È per loro che arriva ogni anno Natale. Per tornare indietro da un incubo ed entrare in un sogno (di R. Cacciami)

Il dramma della mamma volata via nel Tevere all'alba. È solo un frammento dell'incubo che ogni donna attraversa durante la gravidanza. Ecco perché arriva Natale.

Rita Cacciami
Rita Cacciami

Vice direttore L'Inchiesta Quotidiano

Un giorno di Natale con un sole così primaverile ed un’aria pulita dal vento non lo ricordavo da tanto. L’ho interpretato come un segno. Un messaggio per tutti noi, distratti dalle corse agli ultimi regali. Alla spesa da mettere in frigo. Ai piatti da colmare senza neanche pensare troppo a chi quel cibo avrebbe dovuto gustarlo. Con amore. Perché il cibo nutre l’anima. E non solo l’epa. Quando è frutto di sensazioni positive. E il Natale da sempre è fascino. Candore. Calore.

Poi però ho pensato alla natività. E il pensiero è andato a Pina, la mamma che è volata via nel Tevere all’alba. Prima ancora che nascesse Gesù, portando via con sé due piccoli angioletti. Si è detto tanto di questa mamma, che uno dei tre gemelli lo aveva già perso. E tanto si dovrebbe dire ancora, senza giudicare. Per aiutare altre madri a non finire così. Donne che per mesi, spesso per anni cercano una maternità che non arriva. Sottoponendosi a cure che logorano. Che rendono difficile il sonno. Disturbato da un pensiero fisso. Stringere il proprio figlio a sé. Sano. Dopo averlo custodito in quel grembo che cresce e alimenta la vita. Fino al momento del parto, che però a volte arriva non al termine stabilito. Ma molto prima.

In sala parto si va come le altre. Ma alla piccola che urla la propria presenza al mondo si può dare solo una fugace occhiata. Una carezza e via. Le cure l’aspettano. Parte l’ambulanza con lei dentro. Per correre in un ospedale più attrezzato. Si resta. Sole. Nel letto accanto c’è un’altra mamma. Poche ore dopo le portano il neonato. E’ bellissimo, lei e il compagno lo stringono, lo toccano. Si baciano.

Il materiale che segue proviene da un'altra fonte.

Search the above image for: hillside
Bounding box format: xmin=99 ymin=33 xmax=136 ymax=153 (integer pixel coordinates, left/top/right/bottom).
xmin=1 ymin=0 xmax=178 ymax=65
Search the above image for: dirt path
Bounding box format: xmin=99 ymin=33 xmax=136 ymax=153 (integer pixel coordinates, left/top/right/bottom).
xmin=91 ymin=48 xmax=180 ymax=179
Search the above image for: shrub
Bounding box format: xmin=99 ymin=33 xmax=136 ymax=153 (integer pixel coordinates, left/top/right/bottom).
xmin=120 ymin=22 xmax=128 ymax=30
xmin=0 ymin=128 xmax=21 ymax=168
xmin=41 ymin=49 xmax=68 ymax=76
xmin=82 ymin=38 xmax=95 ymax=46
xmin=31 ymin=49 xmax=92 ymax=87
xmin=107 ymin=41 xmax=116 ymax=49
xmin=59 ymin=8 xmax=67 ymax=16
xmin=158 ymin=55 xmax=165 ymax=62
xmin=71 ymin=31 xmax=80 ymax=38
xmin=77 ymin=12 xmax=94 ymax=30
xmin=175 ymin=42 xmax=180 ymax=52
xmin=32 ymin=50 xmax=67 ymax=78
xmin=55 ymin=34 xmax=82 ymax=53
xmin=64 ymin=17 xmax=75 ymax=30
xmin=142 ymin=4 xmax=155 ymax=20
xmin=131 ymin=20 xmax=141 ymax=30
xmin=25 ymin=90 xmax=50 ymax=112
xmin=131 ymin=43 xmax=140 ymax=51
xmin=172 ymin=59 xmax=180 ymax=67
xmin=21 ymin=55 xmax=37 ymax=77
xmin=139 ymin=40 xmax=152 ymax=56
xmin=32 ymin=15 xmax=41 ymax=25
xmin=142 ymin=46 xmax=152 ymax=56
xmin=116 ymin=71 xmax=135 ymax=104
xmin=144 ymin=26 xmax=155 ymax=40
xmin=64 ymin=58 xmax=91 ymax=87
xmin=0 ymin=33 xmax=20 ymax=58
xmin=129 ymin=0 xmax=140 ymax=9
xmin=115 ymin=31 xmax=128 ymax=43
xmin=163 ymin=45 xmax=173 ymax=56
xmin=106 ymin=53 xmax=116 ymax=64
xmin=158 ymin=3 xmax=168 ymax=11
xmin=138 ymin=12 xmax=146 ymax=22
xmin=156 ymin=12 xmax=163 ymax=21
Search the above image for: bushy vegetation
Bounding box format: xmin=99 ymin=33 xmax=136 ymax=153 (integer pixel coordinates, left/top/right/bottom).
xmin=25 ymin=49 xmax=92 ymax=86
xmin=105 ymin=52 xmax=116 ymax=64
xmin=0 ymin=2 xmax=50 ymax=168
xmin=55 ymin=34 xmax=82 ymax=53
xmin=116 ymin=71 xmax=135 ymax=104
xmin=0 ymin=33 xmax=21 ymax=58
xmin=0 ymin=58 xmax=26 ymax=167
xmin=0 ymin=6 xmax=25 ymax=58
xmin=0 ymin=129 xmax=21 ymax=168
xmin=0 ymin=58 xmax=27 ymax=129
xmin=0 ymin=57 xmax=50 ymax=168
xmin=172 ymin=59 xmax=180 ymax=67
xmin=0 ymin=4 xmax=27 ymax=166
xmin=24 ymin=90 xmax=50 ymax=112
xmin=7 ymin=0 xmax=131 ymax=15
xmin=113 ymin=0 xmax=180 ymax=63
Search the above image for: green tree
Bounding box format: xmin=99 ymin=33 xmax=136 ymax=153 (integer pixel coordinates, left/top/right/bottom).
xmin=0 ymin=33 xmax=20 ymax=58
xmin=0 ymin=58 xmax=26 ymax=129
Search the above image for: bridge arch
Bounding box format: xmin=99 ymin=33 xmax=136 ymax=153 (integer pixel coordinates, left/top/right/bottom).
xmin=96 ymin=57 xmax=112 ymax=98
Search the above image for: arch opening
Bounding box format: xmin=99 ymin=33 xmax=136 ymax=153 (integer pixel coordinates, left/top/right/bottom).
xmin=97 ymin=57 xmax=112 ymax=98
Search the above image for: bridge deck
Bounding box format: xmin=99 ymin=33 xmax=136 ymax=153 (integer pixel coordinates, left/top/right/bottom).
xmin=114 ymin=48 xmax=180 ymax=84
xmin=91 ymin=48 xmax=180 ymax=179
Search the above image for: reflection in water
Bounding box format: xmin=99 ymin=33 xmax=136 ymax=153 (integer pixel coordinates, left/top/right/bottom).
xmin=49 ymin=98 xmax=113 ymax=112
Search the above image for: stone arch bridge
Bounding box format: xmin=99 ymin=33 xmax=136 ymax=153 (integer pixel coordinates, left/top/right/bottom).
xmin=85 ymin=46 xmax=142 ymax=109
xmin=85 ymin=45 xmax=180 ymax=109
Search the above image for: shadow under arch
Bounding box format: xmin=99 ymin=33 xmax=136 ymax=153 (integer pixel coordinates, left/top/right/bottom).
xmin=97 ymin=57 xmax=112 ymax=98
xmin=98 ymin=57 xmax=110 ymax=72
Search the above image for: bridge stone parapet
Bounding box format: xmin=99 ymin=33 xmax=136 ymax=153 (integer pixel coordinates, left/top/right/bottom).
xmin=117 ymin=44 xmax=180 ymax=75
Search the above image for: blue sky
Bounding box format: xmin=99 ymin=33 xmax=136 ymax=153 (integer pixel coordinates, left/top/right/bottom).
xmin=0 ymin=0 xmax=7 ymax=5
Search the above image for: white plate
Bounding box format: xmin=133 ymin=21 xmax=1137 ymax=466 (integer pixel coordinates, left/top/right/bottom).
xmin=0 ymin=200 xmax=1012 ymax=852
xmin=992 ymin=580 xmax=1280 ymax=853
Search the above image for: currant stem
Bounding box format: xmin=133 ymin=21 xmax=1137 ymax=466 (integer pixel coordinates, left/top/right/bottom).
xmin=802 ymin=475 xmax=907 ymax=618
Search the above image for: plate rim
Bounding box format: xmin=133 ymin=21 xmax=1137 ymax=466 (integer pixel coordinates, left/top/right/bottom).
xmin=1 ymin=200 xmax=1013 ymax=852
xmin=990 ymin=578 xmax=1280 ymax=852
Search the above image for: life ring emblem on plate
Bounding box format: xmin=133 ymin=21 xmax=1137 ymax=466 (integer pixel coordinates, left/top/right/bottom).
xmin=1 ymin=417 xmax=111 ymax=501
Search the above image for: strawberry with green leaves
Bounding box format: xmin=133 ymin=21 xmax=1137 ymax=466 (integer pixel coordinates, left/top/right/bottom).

Tu sei lì che fingi di leggere un libro. Non hai nessun piccolo da stringere a te. Dovrai aspettare che ti dimettano. Ma solo per vederlo. Non certo per poterlo portare a casa. Dove ci sono culla, pupazzi e stanzetta che l’aspettano. Non provi invidia. Solo tanta malinconia. E uno struggente desiderio di abbracciare quel fagottino che neanche ricordi. Non sai di che colore ha gli occhi. E già solo per questo ti senti in colpa. Chissà cosa hai sbagliato, ti ripeti giorno e notte.

Per diverso tempo dovrai sottostare agli orari di un altro reparto. Indossare camice, mascherina e copri scarpe e poi percorrere quei metri che ti separano da lei. Toccarla infilando le mani dentro gli oblò. Accarezzarla e vederla così minuta. Così fragile. Quando uscirete finalmente insieme sembrerà un batuffolo che sta in una mano. E i piedini della tuta che penzolano. Non era previsto che andasse così. Ma è viva. E’ sana. In pochi mesi recupererà il suo peso. E morderà la vita con una grinta che altri non hanno.

Ma questo non succede a tutti i prematuri. E chissà quante Pina esistono. Colme di dubbi. In cerca di un senso da dare alle cose che si fa fatica ad accettare. E’ per loro che arriva ogni anno Natale. Per farle tornare indietro da un incubo e proiettarle in un sogno. Tutto da costruire. Difficile. Ma pur sempre un sogno.